3. Un État facilitateur. A l'origine, c'est une idée de Marielle de Sarnez, son bras droit. Il s'agit de ne plus penser l'État comme un obstacle mais au contraire comme une institution qui aplanit les angles et facilite tant la vie quotidienne des citoyens que celle des entreprises. Cela suppose une simplification des strates administratives mais aussi juridiques.
4.Une Éducation qui assure l'accès à l'excellence sur tout le territoire et ne verse dans aucune forme d'idéologie. Les idées intéressantes doivent remonter du terrain, pas descendre du ministère. Tout l'inverse de ce qu'ont fait Luc Châtel, Vincent Peillon et Najat Vallaud-Belkacem, les trois derniers ministres de cette institution. Cela suppose entre autres de rétablir la situation de l'allemand, du latin et du grec ancien.

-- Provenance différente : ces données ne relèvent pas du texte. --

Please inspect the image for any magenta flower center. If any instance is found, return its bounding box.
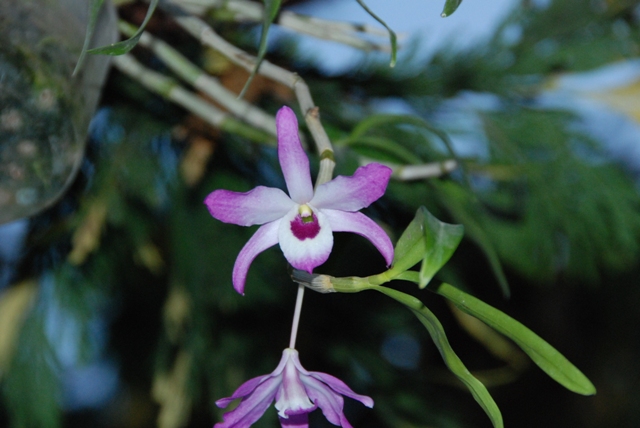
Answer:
[291,213,320,241]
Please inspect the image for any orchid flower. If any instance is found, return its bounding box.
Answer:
[204,107,393,294]
[214,348,373,428]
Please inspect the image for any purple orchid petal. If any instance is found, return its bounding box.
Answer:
[324,209,393,266]
[310,163,391,212]
[232,221,280,295]
[276,349,317,419]
[309,372,373,408]
[276,106,313,204]
[213,376,280,428]
[278,208,332,273]
[204,186,295,226]
[300,375,344,427]
[216,375,272,409]
[280,413,309,428]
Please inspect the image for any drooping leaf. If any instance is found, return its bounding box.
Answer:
[440,0,462,18]
[434,183,511,297]
[390,207,464,288]
[238,0,282,98]
[374,287,504,428]
[356,0,398,67]
[87,0,158,55]
[391,207,428,274]
[418,208,464,288]
[435,283,596,395]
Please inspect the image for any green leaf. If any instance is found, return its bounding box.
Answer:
[390,207,428,276]
[73,0,104,76]
[433,182,511,297]
[238,0,282,98]
[435,284,596,395]
[418,209,464,289]
[87,0,158,55]
[374,286,504,428]
[440,0,462,18]
[356,0,398,67]
[389,207,464,288]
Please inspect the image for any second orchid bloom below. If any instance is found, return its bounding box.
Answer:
[214,348,373,428]
[204,107,393,294]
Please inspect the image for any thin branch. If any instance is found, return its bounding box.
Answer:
[119,21,276,136]
[113,54,275,145]
[169,0,391,52]
[163,3,335,186]
[370,159,458,181]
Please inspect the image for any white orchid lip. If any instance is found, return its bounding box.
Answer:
[204,106,393,294]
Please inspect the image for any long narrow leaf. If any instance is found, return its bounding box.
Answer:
[356,0,398,67]
[238,0,282,98]
[73,0,104,76]
[435,284,596,395]
[87,0,158,55]
[440,0,462,18]
[373,287,504,428]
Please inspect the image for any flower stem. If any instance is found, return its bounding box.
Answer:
[289,284,304,349]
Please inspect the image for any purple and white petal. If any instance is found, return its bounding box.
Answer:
[280,413,309,428]
[204,186,295,226]
[213,377,280,428]
[216,375,272,409]
[276,106,313,204]
[300,375,351,428]
[232,220,280,295]
[310,163,391,212]
[276,349,317,419]
[321,209,393,266]
[278,208,333,273]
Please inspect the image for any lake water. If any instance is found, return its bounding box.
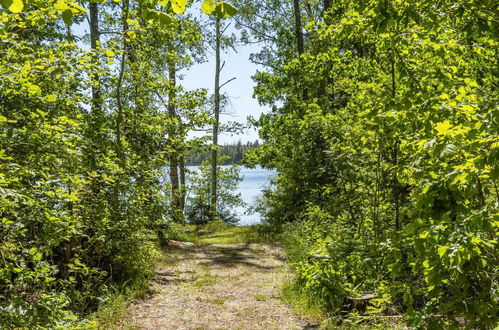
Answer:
[188,165,276,226]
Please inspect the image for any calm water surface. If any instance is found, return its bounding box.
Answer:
[188,165,276,226]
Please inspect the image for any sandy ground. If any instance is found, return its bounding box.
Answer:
[128,244,316,330]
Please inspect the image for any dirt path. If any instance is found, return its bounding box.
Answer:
[125,244,315,330]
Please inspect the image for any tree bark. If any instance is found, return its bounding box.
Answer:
[168,56,182,222]
[179,156,187,214]
[89,2,102,114]
[116,0,130,161]
[210,18,221,220]
[293,0,305,56]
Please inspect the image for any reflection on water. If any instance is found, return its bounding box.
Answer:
[188,165,276,226]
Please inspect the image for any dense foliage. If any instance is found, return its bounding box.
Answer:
[240,0,499,328]
[0,0,237,329]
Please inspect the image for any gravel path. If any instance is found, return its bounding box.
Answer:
[128,242,315,330]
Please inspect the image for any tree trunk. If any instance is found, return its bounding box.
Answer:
[179,156,187,214]
[210,18,221,220]
[293,0,305,56]
[116,0,129,162]
[89,2,101,117]
[168,57,182,222]
[391,51,400,230]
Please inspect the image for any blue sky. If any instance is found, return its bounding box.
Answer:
[181,39,268,144]
[72,8,269,144]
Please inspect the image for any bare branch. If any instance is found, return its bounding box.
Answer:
[219,77,236,89]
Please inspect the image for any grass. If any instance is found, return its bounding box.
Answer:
[70,280,148,330]
[166,221,279,244]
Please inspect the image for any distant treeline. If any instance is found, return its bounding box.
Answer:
[187,140,260,166]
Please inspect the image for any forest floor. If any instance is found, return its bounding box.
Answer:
[123,227,318,330]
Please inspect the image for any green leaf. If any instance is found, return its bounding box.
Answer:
[172,0,187,14]
[201,0,217,15]
[435,120,452,135]
[158,13,172,25]
[2,0,24,14]
[62,9,73,26]
[438,245,449,258]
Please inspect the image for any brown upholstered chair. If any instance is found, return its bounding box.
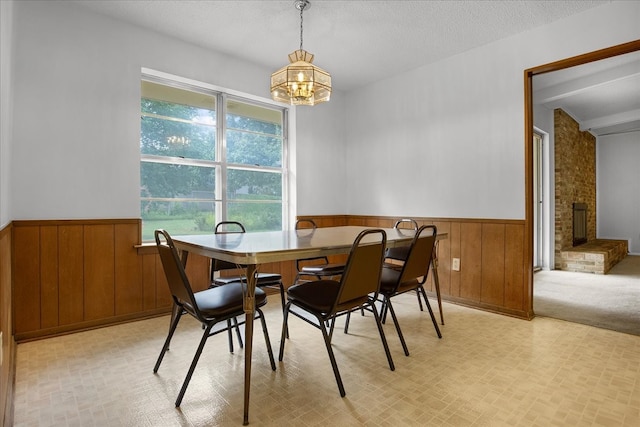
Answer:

5.Le principe de subsidiarité : il consiste à réserver à l’échelon supérieur uniquement ce que l’échelon inférieur ne pourrait effectuer que de manière moins efficace. La déclinaison nationale, c'est une décentralisation digne de ce nom (elle n'a jamais été faite) et sa version européenne, c'est un vrai fédéralisme. Le traité de Lisbonne, comme celui de Maastricht avaient consacré ce principe, mais avec une limitation trop importante puisqu'il ne valait que pour les compétences partagées. Je pense qu'il faudrait élargir le concept et revoir les compétences de l'Union européenne et des échelons inférieurs, la première donnant la fâcheuse impression de chercher à donner des ordres aux seconds...

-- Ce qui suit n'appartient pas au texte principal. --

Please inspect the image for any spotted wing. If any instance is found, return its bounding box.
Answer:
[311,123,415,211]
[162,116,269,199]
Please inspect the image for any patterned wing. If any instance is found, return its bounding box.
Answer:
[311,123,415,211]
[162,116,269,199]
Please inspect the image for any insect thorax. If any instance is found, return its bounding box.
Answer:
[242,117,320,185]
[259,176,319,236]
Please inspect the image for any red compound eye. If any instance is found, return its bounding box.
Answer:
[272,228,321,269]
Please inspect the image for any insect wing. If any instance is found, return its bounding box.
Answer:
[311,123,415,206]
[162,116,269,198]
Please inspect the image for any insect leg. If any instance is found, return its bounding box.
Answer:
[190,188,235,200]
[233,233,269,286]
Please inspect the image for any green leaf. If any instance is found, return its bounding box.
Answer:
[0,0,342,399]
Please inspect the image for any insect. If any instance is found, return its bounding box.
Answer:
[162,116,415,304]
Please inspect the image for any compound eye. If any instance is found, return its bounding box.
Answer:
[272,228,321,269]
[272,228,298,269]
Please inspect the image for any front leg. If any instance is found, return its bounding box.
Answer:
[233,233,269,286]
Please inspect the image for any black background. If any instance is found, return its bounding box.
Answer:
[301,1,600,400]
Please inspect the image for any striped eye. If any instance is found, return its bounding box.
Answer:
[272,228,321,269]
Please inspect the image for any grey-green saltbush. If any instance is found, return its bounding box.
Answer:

6.En parlant d'Europe, sa démocratisation est une revendication de Bayrou et Marielle de Sarnez. Pas d'Europe qui tienne sans l'assentiment des peuples, pas d'assentiment des peuples sans expression démocratique. Le Parlement européen doit devenir l'organe souverain de l'Europe et être élu au suffrage universel direct à la proportionnelle. Et l'Europe doit également élire au suffrage universel direct un Président.

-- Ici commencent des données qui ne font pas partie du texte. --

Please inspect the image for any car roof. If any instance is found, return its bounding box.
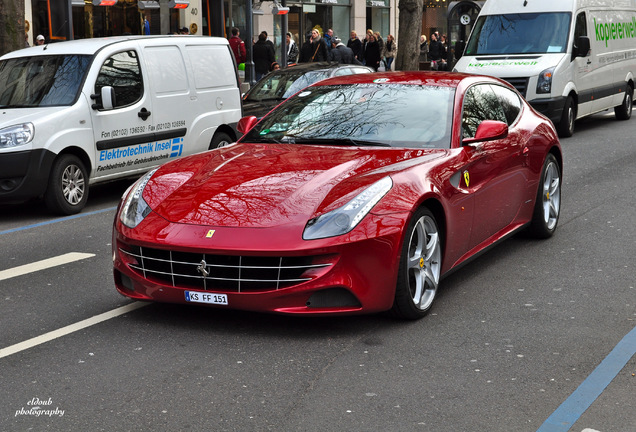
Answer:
[2,35,228,59]
[312,71,510,87]
[277,62,366,73]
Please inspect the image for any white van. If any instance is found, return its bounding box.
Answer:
[0,36,242,214]
[455,0,636,136]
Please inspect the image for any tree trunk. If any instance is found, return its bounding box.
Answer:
[396,0,424,71]
[0,0,26,55]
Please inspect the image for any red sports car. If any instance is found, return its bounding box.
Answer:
[113,72,563,319]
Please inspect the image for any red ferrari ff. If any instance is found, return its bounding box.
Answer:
[113,72,563,319]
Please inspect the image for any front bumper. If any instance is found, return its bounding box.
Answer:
[112,211,408,315]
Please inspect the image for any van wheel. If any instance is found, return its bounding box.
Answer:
[614,86,634,120]
[209,132,232,150]
[44,154,88,215]
[557,96,576,138]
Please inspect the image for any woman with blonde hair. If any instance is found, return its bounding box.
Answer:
[382,35,397,71]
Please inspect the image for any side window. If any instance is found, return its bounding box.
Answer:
[492,85,521,126]
[95,51,144,108]
[462,84,506,138]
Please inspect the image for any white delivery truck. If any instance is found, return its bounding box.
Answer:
[0,36,242,214]
[454,0,636,137]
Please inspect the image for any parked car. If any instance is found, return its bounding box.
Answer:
[113,72,563,319]
[243,62,375,118]
[0,36,242,214]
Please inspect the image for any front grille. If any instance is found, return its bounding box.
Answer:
[503,78,528,97]
[119,246,333,292]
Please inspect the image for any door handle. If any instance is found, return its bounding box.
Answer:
[137,108,150,121]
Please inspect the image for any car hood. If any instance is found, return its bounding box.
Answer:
[143,144,445,228]
[243,99,283,119]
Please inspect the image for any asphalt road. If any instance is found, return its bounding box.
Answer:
[0,114,636,432]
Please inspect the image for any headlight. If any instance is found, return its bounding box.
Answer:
[0,123,35,148]
[303,177,393,240]
[119,168,159,228]
[537,68,554,94]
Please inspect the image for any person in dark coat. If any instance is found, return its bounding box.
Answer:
[298,29,329,63]
[364,33,382,71]
[252,32,276,81]
[329,36,362,64]
[347,30,363,62]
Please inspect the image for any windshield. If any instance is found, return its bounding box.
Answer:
[0,55,92,108]
[466,12,571,55]
[245,68,329,102]
[241,84,455,148]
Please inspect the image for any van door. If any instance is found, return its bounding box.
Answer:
[91,49,159,179]
[572,12,598,117]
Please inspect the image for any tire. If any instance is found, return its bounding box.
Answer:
[44,154,88,215]
[529,154,561,238]
[614,86,634,120]
[391,207,442,320]
[210,132,233,150]
[556,96,576,138]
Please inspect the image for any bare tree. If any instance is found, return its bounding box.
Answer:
[0,0,25,55]
[396,0,424,70]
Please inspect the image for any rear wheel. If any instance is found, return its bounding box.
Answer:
[614,86,634,120]
[557,96,576,138]
[44,154,88,215]
[392,207,442,319]
[529,154,561,238]
[210,132,232,150]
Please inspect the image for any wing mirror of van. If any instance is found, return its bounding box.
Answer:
[574,36,590,57]
[462,120,508,145]
[236,116,258,134]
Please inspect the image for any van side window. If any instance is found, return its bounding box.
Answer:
[462,84,506,138]
[492,85,521,126]
[95,51,144,108]
[572,12,587,53]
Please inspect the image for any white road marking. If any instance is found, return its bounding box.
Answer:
[0,252,95,281]
[0,302,150,358]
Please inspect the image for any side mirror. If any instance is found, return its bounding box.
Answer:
[462,120,508,145]
[236,116,258,135]
[574,36,590,57]
[100,86,116,110]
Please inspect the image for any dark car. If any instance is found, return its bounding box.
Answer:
[243,62,375,118]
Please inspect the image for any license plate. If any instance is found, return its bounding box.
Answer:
[185,291,227,305]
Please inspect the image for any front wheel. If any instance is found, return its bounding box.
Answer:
[391,207,442,319]
[44,154,88,215]
[529,154,561,238]
[614,86,634,120]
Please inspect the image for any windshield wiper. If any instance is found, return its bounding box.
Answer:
[281,135,391,147]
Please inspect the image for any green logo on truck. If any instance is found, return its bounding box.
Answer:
[594,17,636,46]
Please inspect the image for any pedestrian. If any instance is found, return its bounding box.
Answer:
[324,29,333,51]
[301,29,329,62]
[347,30,362,62]
[428,33,444,70]
[382,35,397,71]
[252,31,276,81]
[420,35,428,62]
[229,27,247,65]
[364,33,382,71]
[285,32,298,65]
[329,36,362,64]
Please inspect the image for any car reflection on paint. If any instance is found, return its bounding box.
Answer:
[243,62,375,118]
[113,72,562,319]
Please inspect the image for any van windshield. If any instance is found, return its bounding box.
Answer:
[465,12,571,55]
[0,55,92,108]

7.Il y a sous toutes ces lignes une pensée sous-jacente forte : l'existence d'une intelligence collective (celle des citoyens) spontanément capable de s'organiser, en corps intermédiaires façon Montesquieu, ou en réseaux libres, et, ce, sans l'État ou autorité coordinatrice. Les associations de consommateurs, wikipedia, les SCOP, certains labels (Max Haavelar en sont les témoins. De ce point de vue, il y a une certaine forme de convergence entre les Bayrou et les libéraux (pas tous). On trouve bien la pensée qu'il y a une primauté de l'individu sur l'État, mais cette primauté n'aboutit pas nécessairement à l'individualisme ou à l'égoïsme. Et l'intelligence collective est possible parce que chaque individu répond de ses actes. Elle est également possible parce que dans l'optique de Bayrou, le spirituel commande au politique et pas l'inverse. Ce n'est pas un hasard s'il considère la culture comme l'arc-boutant de son édifice politique. Tous ceux qui ont quelques notions de ce qu'est le personnalisme ne manqueront pas de constater une parenté entre la pensée de Bayrou et les fondamentaux de cette doctrine politico-philosophique.